Freeman hadn't felt this afraid since He held his scarred wrist to the moonlight. There was more than one means of escape. Except, if he died here, he might become one of those people underneath, the squirrel-shit nutty, the scared the obsessed, the forgotten.

Eternal losers.

The ones even God couldn't heal, the ones who had never been defended or protected. Doomed to seek peace in a charnel house of the insane run by the insane. Freeman suspected this was one fight that would even have Clint holstering his six-shooters.

TWENTY-THREE

Bondurant pressed close behind Starlene. God sent along these tests once in a while, and God had so far given Bondurant plenty of latitude. God forgave the drinking, smiled down upon his punishing of the children, and looked the other way when Bondurant falsified state reports. God forgave, just like the Good Book promised God loved the sinners perhaps even more than He did the saints.

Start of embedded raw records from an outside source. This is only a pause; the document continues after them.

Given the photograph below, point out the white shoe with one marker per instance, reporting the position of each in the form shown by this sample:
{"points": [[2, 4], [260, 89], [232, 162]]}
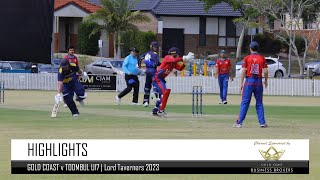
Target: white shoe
{"points": [[146, 104], [75, 115], [236, 125], [162, 114], [118, 100], [82, 103], [155, 97]]}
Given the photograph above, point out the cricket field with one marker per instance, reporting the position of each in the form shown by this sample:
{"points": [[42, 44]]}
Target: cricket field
{"points": [[26, 115]]}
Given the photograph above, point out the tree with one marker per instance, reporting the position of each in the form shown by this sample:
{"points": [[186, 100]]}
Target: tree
{"points": [[299, 11], [88, 43], [117, 18], [248, 13]]}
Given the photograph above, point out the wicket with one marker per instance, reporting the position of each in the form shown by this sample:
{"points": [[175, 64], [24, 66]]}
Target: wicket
{"points": [[2, 92], [196, 107]]}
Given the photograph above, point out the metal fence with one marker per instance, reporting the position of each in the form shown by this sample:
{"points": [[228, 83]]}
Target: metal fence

Sometimes He let the sinners crawl up from hell just to be reminded of what they had lost. This basement was close enough to hell for Bondurant to feel the cold spiteful breath of the dead things.

"What does it mean?" Starlene said not understanding the scope of this new reality.

As if everything had to have a meaning. When you gave it all over to the Lord everything fit the plan. A season for this and that, after all, whatever it was that the Book of Ecclesiastes said. For every season and all that happy bullshit.